Customized K-Means Based Topology Clustering for Aeronautical Ad-hoc Networks

Bilen T., Aydemir P. J., Konu A. E., Canberk B.

IEEE 26th International Workshop on Computer Aided Modeling and Design of Communication Links and Networks (CAMAD), ELECTR NETWORK, 25 - 27 October 2021 identifier identifier

  • Publication Type: Conference Paper / Full Text
  • Doi Number: 10.1109/camad52502.2021.9617810
  • Keywords: AANETs, AANET Management, Topology Clustering, K-Means
  • Istanbul Technical University Affiliated: Yes


Aeronautical Ad-Hoc Networking (AANET) aims to provide a dynamic, feasible, and sustainable communication system above the clouds. The fundamental function of AANETs is to transfer data via clustered aircraft network. However, the unstructured and ultra-dynamic characteristics of aircraft make clustering challenging in the AANET environment. Here, these two characteristics reduce the stability of AANET clusters by decreasing the connection life of air-to-air links between aircraft.

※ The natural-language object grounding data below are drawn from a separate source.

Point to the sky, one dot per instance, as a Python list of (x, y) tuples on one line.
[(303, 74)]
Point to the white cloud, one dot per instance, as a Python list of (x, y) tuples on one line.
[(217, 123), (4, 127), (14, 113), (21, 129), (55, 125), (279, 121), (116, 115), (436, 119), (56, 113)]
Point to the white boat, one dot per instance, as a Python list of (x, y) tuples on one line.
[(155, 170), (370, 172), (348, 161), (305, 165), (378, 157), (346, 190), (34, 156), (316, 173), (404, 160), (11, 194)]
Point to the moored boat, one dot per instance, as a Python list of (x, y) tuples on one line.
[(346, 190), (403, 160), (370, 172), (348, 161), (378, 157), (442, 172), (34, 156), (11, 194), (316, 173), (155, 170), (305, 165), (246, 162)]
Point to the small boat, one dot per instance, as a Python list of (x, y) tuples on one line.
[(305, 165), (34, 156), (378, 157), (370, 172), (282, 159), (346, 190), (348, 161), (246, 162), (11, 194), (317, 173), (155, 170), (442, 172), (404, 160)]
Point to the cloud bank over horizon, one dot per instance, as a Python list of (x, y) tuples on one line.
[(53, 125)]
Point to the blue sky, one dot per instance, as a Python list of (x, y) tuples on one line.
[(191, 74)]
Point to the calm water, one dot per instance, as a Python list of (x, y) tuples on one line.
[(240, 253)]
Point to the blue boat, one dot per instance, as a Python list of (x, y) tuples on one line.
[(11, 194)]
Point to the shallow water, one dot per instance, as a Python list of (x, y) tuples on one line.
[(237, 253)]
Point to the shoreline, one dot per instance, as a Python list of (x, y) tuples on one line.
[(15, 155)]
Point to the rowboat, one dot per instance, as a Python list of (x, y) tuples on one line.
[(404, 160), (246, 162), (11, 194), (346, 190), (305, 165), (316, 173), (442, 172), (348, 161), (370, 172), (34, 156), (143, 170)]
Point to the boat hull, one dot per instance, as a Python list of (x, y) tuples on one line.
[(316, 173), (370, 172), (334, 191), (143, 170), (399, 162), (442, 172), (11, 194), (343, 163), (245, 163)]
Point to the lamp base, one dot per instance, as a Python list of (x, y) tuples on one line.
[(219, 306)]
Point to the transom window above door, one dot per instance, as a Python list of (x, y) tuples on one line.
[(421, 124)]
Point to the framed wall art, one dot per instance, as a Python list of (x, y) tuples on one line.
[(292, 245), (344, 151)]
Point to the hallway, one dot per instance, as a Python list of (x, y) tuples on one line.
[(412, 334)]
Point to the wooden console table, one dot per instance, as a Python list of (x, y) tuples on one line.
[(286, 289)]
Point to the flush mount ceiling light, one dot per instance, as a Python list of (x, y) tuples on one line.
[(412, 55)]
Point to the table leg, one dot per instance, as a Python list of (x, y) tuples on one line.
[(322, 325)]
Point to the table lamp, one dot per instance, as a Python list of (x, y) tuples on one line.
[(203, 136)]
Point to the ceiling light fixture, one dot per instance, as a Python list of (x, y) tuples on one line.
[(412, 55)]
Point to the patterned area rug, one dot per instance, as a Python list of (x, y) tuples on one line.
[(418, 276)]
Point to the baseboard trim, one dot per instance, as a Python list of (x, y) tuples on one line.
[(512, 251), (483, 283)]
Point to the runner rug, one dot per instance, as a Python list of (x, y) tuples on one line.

Therefore, we should obtain more organized and structured clusters consisting of durable air-to-air links to increase the Internet connectivity success efficiency of AANETs. This paper proposes a customized K-means algorithm to cluster the aircraft in a more organized and structured form. This algorithm achieves this stability by considering the position (longitude-latitude), direction, angle, and altitude information during clustering. Accordingly, we can group the aircraft having more similar flight characteristics in the same cluster. Here, we use the Haversine formula to determine the distance between aircraft by utilizing longitude-latitude and angle information. Also, we take North Atlantic as our base airspace to obtain real-time flight traffic data. After creating clusters through customized K-means, we also utilize the Learning Vector Quantization (LVQ) to map the newly arrived and unlabeled aircraft to labeled clusters. Results reveal that we can achieve the aircraft label rate higher than 85% level with the customized K-means algorithm and observe 75% reduced cluster change compared to the standard K-means algorithm.